If you’re interested in tonemapping and some different variations, this blog does a good job showing the algorithm and the differences in results.

See: post-processing shader

UI

Even more finally, the UI elements are blended on top of the final frame. I didn’t have a hand in this part but an excellent job was done regardless, especially in handling UI layouts.

Potential improvements and closing thoughts

This is very much like a version 1.0 of the engine and the game, and there is much that can be done to improve it. For one, it would’ve been nice to decouple the rendering and the game logic onto different threads like this. It would also allow for faster asset loading, since the current loading times for each level is quite long.

But also there are many minor (and a few major) improvements that can be made easily to shader code for better performance. For example, I would advise anyone implementing SSR to not blur it the way I’ve done in the blending step; do a proper downsample and Gaussian blur!

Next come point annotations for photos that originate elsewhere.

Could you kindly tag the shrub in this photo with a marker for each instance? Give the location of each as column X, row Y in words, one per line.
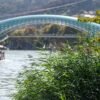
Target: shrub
column 71, row 74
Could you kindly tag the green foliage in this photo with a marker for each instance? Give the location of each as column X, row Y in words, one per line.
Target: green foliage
column 71, row 74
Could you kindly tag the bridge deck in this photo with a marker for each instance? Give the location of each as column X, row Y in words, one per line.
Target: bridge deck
column 45, row 36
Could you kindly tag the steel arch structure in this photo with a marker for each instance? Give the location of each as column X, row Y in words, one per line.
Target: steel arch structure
column 13, row 23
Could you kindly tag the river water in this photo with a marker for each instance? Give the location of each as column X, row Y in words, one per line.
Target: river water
column 14, row 62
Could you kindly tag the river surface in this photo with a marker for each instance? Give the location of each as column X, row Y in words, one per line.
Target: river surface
column 14, row 62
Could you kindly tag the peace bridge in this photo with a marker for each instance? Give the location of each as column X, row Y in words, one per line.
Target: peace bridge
column 16, row 22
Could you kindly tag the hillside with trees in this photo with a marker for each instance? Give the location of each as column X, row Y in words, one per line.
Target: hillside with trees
column 18, row 7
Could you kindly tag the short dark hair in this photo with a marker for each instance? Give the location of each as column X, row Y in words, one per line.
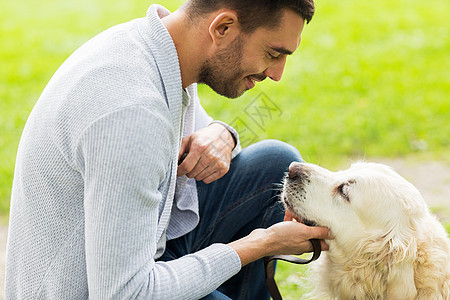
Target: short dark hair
column 252, row 14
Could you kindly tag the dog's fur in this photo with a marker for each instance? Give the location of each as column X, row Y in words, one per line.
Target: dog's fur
column 387, row 244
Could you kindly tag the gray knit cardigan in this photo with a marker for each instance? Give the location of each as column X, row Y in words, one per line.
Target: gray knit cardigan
column 95, row 179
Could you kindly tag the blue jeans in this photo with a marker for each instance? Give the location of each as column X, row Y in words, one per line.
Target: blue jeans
column 244, row 199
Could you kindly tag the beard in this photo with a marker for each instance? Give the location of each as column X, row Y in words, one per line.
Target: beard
column 223, row 73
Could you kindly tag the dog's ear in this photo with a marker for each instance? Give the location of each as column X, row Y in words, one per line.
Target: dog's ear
column 401, row 283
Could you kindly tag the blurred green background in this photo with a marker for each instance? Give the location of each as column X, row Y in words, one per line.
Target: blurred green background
column 370, row 79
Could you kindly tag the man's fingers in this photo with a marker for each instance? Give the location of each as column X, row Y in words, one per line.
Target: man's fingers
column 188, row 164
column 183, row 148
column 213, row 177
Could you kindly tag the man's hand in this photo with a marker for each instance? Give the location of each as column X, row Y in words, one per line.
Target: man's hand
column 208, row 153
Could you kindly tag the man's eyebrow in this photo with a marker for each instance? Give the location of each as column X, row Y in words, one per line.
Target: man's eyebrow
column 281, row 50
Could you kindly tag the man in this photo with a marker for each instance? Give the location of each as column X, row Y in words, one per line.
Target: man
column 109, row 202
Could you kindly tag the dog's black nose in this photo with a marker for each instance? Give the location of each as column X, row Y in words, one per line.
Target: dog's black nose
column 294, row 170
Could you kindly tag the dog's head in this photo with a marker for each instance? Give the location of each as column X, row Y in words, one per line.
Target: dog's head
column 368, row 199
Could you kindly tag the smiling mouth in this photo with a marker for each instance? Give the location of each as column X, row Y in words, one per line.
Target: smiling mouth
column 293, row 215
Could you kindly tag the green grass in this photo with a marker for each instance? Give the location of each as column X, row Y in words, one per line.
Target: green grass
column 371, row 78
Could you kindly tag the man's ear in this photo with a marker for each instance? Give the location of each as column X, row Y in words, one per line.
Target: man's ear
column 224, row 28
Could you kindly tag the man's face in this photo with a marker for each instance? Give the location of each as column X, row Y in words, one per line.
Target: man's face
column 235, row 68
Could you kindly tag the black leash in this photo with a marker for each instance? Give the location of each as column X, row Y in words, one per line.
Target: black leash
column 270, row 270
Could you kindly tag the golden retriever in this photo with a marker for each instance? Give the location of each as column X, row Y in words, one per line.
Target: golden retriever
column 387, row 244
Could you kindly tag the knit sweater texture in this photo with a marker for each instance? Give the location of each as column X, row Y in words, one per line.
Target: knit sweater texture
column 95, row 193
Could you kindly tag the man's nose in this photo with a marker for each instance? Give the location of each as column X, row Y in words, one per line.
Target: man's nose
column 275, row 71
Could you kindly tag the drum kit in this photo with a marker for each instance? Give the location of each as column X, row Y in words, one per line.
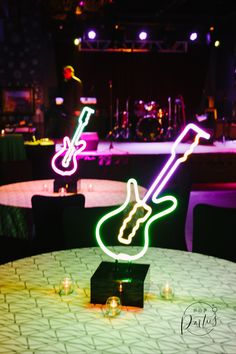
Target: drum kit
column 150, row 121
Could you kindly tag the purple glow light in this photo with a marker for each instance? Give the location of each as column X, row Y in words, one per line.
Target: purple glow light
column 143, row 36
column 193, row 36
column 92, row 34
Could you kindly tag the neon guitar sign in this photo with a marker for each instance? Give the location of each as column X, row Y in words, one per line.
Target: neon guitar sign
column 132, row 222
column 64, row 162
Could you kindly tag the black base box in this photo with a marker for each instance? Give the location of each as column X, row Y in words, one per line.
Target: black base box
column 68, row 182
column 128, row 281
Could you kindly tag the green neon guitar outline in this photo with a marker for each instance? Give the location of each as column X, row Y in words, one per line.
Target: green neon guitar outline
column 155, row 189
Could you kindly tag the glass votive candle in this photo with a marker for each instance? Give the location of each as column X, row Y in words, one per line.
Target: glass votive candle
column 167, row 292
column 113, row 306
column 66, row 286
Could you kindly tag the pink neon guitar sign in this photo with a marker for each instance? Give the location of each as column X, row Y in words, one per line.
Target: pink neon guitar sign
column 64, row 162
column 133, row 221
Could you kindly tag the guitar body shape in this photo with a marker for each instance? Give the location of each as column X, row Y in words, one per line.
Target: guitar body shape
column 140, row 214
column 64, row 162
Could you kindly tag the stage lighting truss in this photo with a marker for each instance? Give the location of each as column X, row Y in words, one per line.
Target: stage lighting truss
column 134, row 46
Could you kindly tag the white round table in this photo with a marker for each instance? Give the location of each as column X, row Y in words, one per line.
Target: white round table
column 98, row 192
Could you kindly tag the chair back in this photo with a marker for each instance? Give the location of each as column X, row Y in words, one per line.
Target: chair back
column 47, row 219
column 214, row 231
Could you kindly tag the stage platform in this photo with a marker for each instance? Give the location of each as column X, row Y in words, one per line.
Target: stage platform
column 215, row 162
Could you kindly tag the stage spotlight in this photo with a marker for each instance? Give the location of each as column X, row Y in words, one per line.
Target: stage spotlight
column 193, row 36
column 142, row 35
column 92, row 34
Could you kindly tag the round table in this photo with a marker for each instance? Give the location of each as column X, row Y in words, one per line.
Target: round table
column 12, row 147
column 199, row 319
column 98, row 192
column 15, row 201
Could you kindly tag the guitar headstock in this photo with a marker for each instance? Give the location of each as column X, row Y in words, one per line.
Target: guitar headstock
column 85, row 115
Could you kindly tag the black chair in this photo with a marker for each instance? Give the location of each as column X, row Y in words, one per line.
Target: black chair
column 47, row 219
column 214, row 231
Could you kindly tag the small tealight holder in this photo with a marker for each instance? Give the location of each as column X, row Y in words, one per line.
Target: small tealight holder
column 167, row 292
column 113, row 306
column 66, row 286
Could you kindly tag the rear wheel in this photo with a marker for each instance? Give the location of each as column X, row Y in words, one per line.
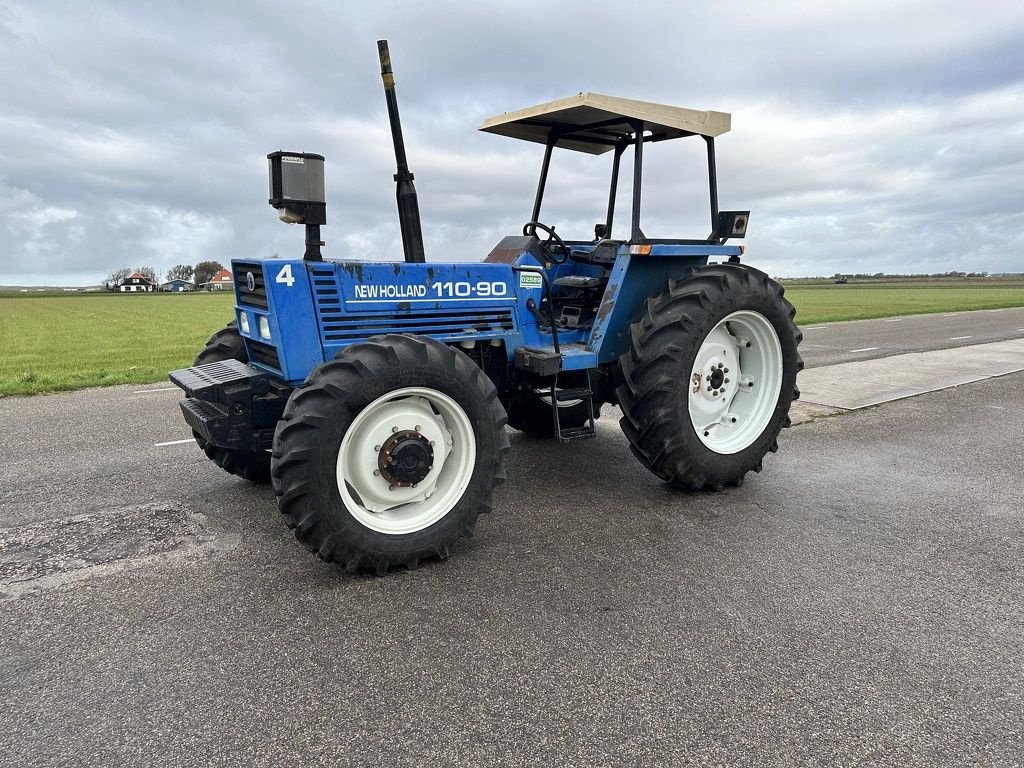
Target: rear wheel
column 226, row 344
column 710, row 377
column 387, row 455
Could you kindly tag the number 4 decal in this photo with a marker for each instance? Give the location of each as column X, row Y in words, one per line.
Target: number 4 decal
column 285, row 275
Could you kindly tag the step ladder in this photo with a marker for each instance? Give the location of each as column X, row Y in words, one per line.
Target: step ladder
column 564, row 394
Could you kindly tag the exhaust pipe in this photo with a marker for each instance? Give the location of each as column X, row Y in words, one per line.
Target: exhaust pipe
column 409, row 207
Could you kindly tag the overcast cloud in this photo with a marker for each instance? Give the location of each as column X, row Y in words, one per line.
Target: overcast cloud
column 866, row 136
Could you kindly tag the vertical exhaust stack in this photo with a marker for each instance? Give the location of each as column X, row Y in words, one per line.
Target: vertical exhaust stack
column 409, row 207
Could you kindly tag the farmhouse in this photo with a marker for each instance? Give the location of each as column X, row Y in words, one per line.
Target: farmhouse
column 135, row 282
column 219, row 282
column 177, row 286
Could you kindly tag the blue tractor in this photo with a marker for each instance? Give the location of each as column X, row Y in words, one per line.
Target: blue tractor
column 375, row 395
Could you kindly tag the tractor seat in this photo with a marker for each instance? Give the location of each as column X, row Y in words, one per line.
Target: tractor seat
column 604, row 253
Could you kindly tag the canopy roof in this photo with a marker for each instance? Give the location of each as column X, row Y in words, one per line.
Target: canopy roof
column 594, row 123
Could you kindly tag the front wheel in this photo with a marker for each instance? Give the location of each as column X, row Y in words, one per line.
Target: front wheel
column 387, row 455
column 710, row 377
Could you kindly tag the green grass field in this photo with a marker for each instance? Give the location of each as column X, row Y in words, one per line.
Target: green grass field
column 53, row 343
column 59, row 342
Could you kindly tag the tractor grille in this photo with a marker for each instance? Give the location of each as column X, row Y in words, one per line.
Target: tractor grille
column 256, row 297
column 263, row 353
column 340, row 327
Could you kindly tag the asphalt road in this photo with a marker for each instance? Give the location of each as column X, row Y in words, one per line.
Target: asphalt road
column 827, row 344
column 856, row 603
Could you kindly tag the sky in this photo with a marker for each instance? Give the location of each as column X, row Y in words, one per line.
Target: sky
column 866, row 136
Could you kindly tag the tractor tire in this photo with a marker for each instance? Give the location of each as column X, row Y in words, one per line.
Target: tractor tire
column 226, row 344
column 710, row 376
column 530, row 413
column 388, row 454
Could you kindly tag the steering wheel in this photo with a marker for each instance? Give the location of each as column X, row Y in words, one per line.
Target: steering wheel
column 552, row 246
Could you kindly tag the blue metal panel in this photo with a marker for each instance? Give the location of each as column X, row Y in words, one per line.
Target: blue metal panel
column 280, row 295
column 633, row 281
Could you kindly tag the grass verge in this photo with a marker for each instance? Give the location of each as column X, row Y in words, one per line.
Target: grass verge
column 57, row 342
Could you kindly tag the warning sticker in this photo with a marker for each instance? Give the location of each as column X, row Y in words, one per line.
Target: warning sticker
column 529, row 280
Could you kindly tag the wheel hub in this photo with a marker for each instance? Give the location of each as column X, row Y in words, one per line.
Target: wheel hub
column 406, row 459
column 735, row 382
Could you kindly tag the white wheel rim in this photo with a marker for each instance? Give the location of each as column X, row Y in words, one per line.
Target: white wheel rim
column 383, row 506
column 735, row 382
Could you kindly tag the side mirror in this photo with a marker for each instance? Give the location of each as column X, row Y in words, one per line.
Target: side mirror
column 297, row 187
column 732, row 223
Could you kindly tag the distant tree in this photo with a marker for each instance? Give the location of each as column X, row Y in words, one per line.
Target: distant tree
column 179, row 271
column 206, row 269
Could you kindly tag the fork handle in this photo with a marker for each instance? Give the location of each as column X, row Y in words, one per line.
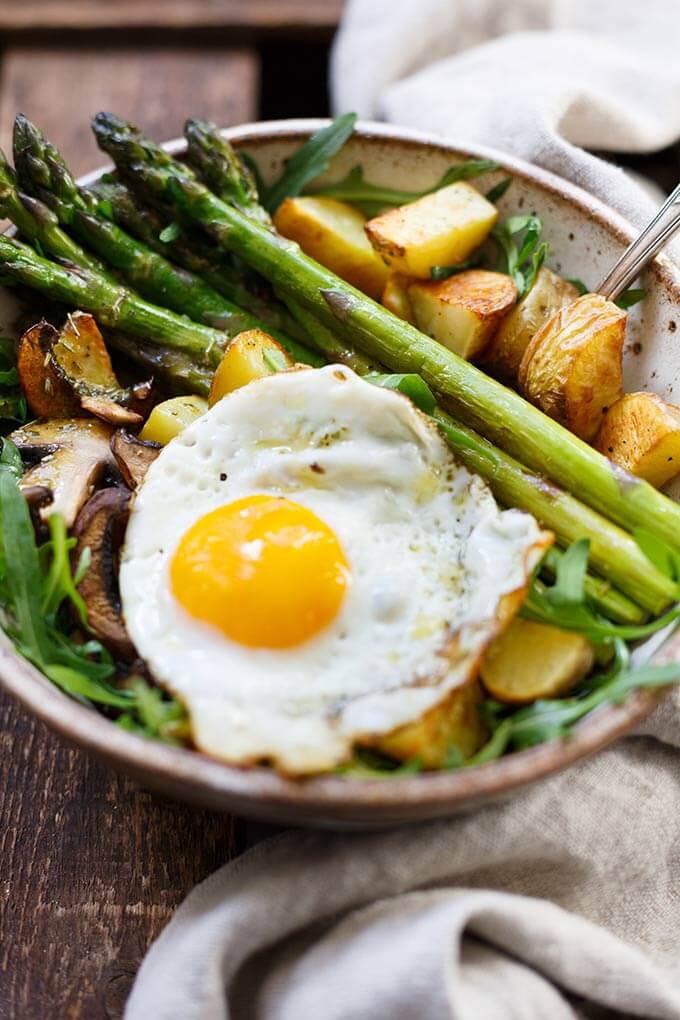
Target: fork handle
column 644, row 247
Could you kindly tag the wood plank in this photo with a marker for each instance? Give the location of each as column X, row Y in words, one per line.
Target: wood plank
column 92, row 870
column 60, row 89
column 282, row 15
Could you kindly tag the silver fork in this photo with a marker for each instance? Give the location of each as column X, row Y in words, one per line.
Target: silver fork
column 660, row 230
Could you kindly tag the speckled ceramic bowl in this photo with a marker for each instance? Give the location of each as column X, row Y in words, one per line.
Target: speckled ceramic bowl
column 585, row 239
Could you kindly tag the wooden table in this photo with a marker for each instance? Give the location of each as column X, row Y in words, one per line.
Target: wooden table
column 92, row 867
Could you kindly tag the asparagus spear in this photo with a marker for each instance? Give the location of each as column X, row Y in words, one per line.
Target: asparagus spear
column 116, row 202
column 502, row 414
column 44, row 172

What would’ve been really nice would be the ability to do baked lighting effects, like cubemaps for GI, which wasn’t added due to the limitations of time.

Nevertheless, this is a decent attempt at a version 1.0. Next time, needs a GL wrapper for sure.

Bonus reading and resources

• OpenGL reference pages for all your man needs
• OGL dev as an alternative introduction to OpenGL
• PBR shading model by Unreal Engine used in SkyLei (and many modern engines)

I thought I’d have more to share here.